Il est vrai que cela arrive souvent ainsi, et alors entre dans notre vie ce qu'on appelle les obligations religieuses. Parmi ces obligations religieuses, l'une des plus importantes chez les chrétiens est tenue pour être les « œuvres de miséricorde », ou le « service social ». Il n'y a là rien d'étonnant. Si notre vie « spirituelle » existe séparément de la vie « mondaine », il doit nécessairement y avoir un lien entre elles. La vie « spirituelle » pénètre dans la vie « mondaine », et à cette intersection apparaît ce que nous percevons comme nos « obligations religieuses ». Ce sont des obligations qui peuvent nous être une joie ou un poids, mais qu'il faut de toute façon accomplir simplement parce qu'elles sont des obligations. Les ayant accomplies, nous recevons le droit à la vie « spirituelle » dans l'église, à la prière, à la participation à la fraction du pain, et simplement à la communion avec Dieu comme telle. Si tu n'accomplis pas les obligations religieuses, ne va pas à l'église!

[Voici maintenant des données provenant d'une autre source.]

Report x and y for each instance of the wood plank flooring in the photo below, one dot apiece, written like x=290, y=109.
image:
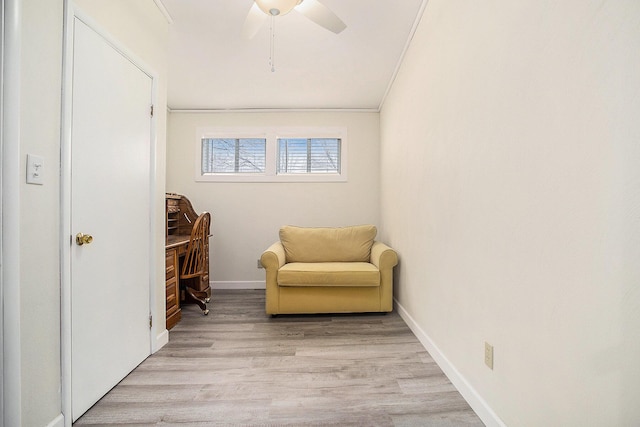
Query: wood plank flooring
x=238, y=366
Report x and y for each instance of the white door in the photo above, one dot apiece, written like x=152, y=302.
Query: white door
x=110, y=200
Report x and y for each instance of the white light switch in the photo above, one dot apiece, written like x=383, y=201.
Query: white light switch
x=35, y=169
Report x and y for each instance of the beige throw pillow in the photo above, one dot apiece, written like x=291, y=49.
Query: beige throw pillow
x=328, y=244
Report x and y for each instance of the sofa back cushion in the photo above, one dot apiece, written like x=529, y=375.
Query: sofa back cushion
x=328, y=244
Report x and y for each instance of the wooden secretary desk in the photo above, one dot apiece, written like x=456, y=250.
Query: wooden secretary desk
x=187, y=257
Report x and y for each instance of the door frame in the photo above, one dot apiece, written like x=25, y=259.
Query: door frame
x=10, y=217
x=158, y=328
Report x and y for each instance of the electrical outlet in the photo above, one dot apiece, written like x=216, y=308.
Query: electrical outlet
x=488, y=355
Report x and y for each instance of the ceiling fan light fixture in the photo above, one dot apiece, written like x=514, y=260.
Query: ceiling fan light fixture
x=277, y=7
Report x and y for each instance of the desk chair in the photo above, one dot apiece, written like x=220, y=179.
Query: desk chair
x=194, y=274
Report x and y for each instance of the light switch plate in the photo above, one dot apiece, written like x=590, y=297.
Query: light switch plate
x=35, y=169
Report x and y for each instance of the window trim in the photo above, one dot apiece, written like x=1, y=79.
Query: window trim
x=272, y=134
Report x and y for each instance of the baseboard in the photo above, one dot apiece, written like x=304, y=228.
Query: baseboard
x=238, y=285
x=161, y=340
x=477, y=403
x=57, y=421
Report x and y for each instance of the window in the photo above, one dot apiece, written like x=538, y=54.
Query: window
x=229, y=155
x=285, y=154
x=313, y=155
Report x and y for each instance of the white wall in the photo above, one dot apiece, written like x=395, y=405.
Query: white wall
x=41, y=79
x=510, y=187
x=247, y=216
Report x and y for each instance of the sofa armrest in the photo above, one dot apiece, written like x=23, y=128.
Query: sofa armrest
x=382, y=256
x=273, y=257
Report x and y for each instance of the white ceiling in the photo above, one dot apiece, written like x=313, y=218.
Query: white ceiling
x=212, y=67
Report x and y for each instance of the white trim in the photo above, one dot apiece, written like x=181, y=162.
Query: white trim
x=270, y=110
x=163, y=338
x=419, y=16
x=57, y=421
x=477, y=403
x=158, y=335
x=261, y=284
x=11, y=179
x=164, y=11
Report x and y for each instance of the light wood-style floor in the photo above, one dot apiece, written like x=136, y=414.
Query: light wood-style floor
x=238, y=366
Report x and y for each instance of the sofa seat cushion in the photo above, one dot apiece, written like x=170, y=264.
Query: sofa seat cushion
x=329, y=274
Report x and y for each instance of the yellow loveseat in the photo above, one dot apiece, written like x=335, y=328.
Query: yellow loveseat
x=329, y=270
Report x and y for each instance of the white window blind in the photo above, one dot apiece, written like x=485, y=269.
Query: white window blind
x=308, y=155
x=233, y=155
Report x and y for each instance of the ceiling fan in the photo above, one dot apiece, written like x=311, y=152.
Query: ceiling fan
x=312, y=9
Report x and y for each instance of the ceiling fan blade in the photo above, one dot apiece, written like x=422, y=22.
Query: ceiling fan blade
x=253, y=22
x=321, y=15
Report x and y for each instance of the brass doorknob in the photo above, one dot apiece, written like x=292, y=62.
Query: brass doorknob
x=82, y=239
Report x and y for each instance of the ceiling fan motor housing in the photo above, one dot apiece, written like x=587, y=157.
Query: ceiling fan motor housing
x=277, y=7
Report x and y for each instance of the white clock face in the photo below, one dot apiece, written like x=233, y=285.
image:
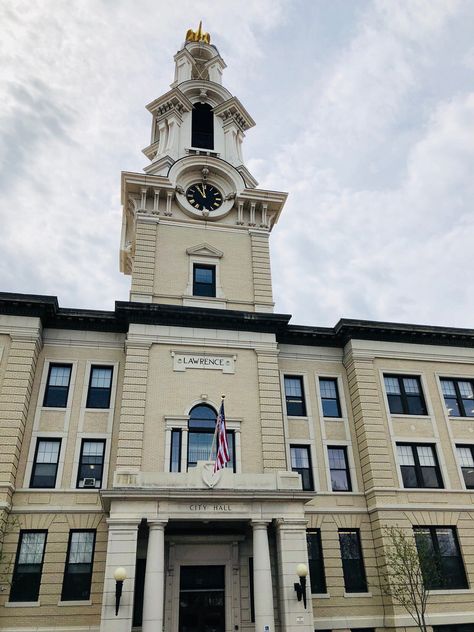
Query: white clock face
x=203, y=196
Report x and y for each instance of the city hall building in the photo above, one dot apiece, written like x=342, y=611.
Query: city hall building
x=107, y=422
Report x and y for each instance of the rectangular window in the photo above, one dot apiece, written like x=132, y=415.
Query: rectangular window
x=175, y=457
x=339, y=469
x=405, y=395
x=301, y=463
x=204, y=280
x=294, y=393
x=458, y=397
x=438, y=547
x=465, y=455
x=91, y=463
x=329, y=397
x=316, y=562
x=78, y=570
x=45, y=465
x=28, y=566
x=57, y=386
x=352, y=561
x=100, y=386
x=419, y=465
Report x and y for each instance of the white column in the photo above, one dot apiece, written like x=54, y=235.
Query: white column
x=121, y=551
x=293, y=550
x=262, y=579
x=153, y=597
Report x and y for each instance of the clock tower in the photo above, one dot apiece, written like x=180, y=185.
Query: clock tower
x=195, y=226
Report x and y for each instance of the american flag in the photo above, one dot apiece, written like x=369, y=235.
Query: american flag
x=222, y=455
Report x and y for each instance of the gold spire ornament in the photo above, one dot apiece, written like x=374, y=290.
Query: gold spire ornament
x=198, y=36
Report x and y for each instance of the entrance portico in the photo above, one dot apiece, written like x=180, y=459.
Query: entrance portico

Bien sûr, en réalité tout n'est pas exactement ainsi: la pratique de la vie ecclésiale a depuis longtemps élaboré des mécanismes qui supposent un certain compromis entre le droit à la communion avec Dieu et le volume de ces obligations religieuses. Mais la logique ne change pas pour autant, et le principe du lien entre la vie « spirituelle » et la vie « mondaine » demeure le même.

Chez Paul, en revanche, la vie ne se divise pas en « spirituelle » et « mondaine ». Transmettre les dons recueillis n'est pas pour lui un service social, mais un acte d'amour semblable à tout son ministère apostolique et à tout le chemin chrétien, un chemin où il n'y avait pas de séparation entre le « spirituel » et le « mondain », et donc pas non plus d'obligations religieuses incluant les œuvres de miséricorde. Il n'y avait que le Royaume et sa vie, une et indivisible.